Sunday, April 15, 2007

Reviewed: Western, Punishment and Inequality in America, and other books on "The American Prison Nightmare"


Jason DeParle reviews Punishment and Inequality in America by Bruce Western (Russell Sage Foundation), and two ither books on prisons in an essay, The American Prison Nightmare in the New York Review of Books. De Parle writes, in part:

Bruce Western makes a crucial point at the start of his important book, Punishment and Inequality in America: "If prisons affected no one except the criminals on the inside, they would matter less." But with more than two million Americans behind bars, the impact of mass incarceration is impossible to contain. Their fate affects the taxpayers who support them, the guards who guard them, the families they leave behind, and the communities to which they return. Not even the war in Iraq escapes the reach of prison culture; Sergeant Charles Graner, the villain of Abu Ghraib, worked as a Pennsylvania prison guard.

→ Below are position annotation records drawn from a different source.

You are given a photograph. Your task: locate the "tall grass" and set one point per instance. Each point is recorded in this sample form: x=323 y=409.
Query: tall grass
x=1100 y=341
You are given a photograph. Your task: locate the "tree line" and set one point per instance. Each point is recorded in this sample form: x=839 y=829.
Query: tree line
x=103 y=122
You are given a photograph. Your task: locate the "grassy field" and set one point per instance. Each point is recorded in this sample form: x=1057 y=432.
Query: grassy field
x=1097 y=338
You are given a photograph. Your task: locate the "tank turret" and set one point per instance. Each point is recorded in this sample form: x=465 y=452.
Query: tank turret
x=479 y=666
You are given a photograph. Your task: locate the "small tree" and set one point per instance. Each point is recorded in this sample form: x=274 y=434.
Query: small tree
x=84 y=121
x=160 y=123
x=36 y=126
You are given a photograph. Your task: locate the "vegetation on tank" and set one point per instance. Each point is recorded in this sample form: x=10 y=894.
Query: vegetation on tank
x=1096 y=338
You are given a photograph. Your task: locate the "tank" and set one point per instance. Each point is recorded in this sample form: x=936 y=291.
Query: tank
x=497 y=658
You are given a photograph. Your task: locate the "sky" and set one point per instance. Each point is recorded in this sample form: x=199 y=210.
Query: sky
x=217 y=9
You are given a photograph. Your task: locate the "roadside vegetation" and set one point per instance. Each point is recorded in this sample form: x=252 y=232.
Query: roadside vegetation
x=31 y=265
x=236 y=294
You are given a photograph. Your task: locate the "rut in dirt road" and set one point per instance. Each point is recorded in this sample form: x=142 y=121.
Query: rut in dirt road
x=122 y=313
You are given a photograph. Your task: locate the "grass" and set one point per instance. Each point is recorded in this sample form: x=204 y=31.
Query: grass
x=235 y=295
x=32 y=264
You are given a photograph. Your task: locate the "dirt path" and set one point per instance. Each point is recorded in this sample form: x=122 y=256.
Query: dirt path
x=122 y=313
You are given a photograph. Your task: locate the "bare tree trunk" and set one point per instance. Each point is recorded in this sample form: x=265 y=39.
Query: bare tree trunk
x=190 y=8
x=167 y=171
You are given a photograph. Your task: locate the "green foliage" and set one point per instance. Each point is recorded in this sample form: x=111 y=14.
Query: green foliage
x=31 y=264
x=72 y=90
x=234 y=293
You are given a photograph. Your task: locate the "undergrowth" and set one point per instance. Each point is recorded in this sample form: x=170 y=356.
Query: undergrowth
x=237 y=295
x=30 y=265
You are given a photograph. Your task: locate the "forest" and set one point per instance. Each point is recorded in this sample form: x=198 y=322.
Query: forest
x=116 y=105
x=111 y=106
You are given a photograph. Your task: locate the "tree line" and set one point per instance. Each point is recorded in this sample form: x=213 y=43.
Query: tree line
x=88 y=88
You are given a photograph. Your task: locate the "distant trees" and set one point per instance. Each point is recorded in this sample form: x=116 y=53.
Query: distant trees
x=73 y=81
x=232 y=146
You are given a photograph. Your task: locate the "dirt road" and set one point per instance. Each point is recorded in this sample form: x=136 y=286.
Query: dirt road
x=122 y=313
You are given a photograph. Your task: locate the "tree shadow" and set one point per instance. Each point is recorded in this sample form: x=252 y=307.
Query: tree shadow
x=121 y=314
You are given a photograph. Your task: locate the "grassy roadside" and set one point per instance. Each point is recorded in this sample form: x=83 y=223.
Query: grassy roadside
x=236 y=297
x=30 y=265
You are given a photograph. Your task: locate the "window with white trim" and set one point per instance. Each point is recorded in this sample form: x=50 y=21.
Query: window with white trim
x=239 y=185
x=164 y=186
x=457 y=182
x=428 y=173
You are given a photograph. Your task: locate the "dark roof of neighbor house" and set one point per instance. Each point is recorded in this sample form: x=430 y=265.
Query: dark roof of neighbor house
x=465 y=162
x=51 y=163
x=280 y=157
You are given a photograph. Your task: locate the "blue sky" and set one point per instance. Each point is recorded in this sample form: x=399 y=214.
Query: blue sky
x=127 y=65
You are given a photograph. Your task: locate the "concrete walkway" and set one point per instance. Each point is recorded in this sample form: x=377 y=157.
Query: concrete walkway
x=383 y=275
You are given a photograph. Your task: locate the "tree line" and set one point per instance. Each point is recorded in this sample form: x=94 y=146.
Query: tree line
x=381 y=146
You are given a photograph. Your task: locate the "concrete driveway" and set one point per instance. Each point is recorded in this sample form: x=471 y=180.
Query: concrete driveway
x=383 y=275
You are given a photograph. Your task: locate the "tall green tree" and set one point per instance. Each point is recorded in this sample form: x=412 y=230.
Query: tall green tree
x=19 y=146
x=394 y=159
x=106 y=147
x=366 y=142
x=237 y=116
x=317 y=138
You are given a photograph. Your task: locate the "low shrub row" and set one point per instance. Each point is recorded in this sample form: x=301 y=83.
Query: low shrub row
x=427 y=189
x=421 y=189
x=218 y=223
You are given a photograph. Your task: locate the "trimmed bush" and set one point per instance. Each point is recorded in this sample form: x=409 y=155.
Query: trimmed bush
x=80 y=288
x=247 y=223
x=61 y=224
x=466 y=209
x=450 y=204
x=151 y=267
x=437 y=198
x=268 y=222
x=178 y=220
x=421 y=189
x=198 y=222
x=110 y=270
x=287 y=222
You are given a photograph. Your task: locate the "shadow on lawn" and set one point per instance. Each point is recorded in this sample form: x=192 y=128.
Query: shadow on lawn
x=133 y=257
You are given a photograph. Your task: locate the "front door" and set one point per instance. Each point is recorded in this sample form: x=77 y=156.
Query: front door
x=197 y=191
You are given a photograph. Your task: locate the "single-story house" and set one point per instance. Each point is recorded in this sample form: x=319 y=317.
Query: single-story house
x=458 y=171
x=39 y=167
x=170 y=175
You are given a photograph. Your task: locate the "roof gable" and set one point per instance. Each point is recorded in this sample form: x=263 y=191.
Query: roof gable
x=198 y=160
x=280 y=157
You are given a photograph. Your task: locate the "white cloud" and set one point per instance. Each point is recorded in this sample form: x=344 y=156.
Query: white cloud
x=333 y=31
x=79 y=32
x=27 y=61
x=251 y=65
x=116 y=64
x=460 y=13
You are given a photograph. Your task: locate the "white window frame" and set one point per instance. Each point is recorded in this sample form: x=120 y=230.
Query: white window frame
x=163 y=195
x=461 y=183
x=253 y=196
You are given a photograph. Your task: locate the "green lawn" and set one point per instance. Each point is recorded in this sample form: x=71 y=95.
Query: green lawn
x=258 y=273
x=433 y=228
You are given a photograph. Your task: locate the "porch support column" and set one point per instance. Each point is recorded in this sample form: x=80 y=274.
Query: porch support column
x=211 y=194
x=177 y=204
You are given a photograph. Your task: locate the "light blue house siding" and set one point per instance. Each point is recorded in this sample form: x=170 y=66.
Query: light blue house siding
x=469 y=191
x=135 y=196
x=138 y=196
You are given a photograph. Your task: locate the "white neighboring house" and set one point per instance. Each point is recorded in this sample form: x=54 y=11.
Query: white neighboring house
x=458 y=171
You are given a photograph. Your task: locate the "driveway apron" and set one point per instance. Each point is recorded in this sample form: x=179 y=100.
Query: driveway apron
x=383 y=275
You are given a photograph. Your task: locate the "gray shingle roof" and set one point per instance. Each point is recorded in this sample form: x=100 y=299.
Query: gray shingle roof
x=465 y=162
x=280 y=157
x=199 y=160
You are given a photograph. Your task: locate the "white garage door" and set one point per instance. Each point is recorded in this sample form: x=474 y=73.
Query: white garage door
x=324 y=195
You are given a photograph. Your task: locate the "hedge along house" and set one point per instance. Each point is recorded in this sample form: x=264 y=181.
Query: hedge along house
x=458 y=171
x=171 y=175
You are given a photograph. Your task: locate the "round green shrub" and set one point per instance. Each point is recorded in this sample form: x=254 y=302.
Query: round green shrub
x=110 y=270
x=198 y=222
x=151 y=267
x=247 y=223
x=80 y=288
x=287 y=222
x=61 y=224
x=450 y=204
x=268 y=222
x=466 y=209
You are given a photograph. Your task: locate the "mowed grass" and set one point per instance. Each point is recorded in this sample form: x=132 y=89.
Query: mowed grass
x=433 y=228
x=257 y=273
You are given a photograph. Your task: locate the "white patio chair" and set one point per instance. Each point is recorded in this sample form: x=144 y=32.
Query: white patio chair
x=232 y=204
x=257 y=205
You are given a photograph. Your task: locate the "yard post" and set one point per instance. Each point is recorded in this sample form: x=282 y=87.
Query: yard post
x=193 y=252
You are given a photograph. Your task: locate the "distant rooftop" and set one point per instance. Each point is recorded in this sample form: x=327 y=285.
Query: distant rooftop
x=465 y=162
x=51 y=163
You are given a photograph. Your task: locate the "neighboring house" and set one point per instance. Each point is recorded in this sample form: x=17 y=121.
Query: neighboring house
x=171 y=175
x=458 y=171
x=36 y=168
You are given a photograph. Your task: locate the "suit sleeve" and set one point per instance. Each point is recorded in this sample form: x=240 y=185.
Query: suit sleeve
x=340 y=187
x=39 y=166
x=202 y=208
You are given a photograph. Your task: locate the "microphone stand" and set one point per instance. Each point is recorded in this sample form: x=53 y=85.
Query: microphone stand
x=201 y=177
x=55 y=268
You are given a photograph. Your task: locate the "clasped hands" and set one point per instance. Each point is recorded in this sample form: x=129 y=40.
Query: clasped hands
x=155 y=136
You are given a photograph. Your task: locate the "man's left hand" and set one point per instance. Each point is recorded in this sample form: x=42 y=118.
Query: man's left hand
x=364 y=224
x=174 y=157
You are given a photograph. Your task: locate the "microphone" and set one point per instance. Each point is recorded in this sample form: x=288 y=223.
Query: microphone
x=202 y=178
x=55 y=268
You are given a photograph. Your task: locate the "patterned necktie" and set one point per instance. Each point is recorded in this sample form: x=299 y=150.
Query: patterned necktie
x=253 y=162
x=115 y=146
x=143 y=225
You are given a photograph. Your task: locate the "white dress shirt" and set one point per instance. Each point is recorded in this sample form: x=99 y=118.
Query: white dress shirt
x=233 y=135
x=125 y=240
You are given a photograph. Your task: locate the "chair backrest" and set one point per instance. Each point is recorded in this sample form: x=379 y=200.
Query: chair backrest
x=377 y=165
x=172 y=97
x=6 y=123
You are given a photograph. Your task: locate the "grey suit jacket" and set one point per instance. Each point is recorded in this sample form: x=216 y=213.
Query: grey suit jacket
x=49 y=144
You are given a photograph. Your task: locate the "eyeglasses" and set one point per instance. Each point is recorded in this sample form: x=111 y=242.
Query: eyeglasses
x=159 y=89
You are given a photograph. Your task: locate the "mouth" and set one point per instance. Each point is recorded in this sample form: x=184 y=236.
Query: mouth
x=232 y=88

Everyone is affected, but not equally. Black men in their early thirties are imprisoned at seven times the rate of whites in the same age group. Whites with only a high school education get locked up twenty times as often as those with college degrees. Among the many impediments to reform has been the gap between the people who make criminal justice policy—mostly educated whites who favor imprisonment, especially during twelve years of Republican congressional control—and those who live with the consequences.

There is another impediment to reform: mass incarceration seems to have made the streets safer.

To continue reading, click here.

The other books reviewed are:

Confronting Confinement: A Report of the Commission on Safety and Abuse in America's Prisons by John J. Gibbons and Nicholas de B. Katzenbach, co-chairs Vera Institute of Justice, (available at here), and

Locked Out: Felon Disenfranchisement and American Democracy by Jeff Manza and Christopher Uggen (Oxford University Press).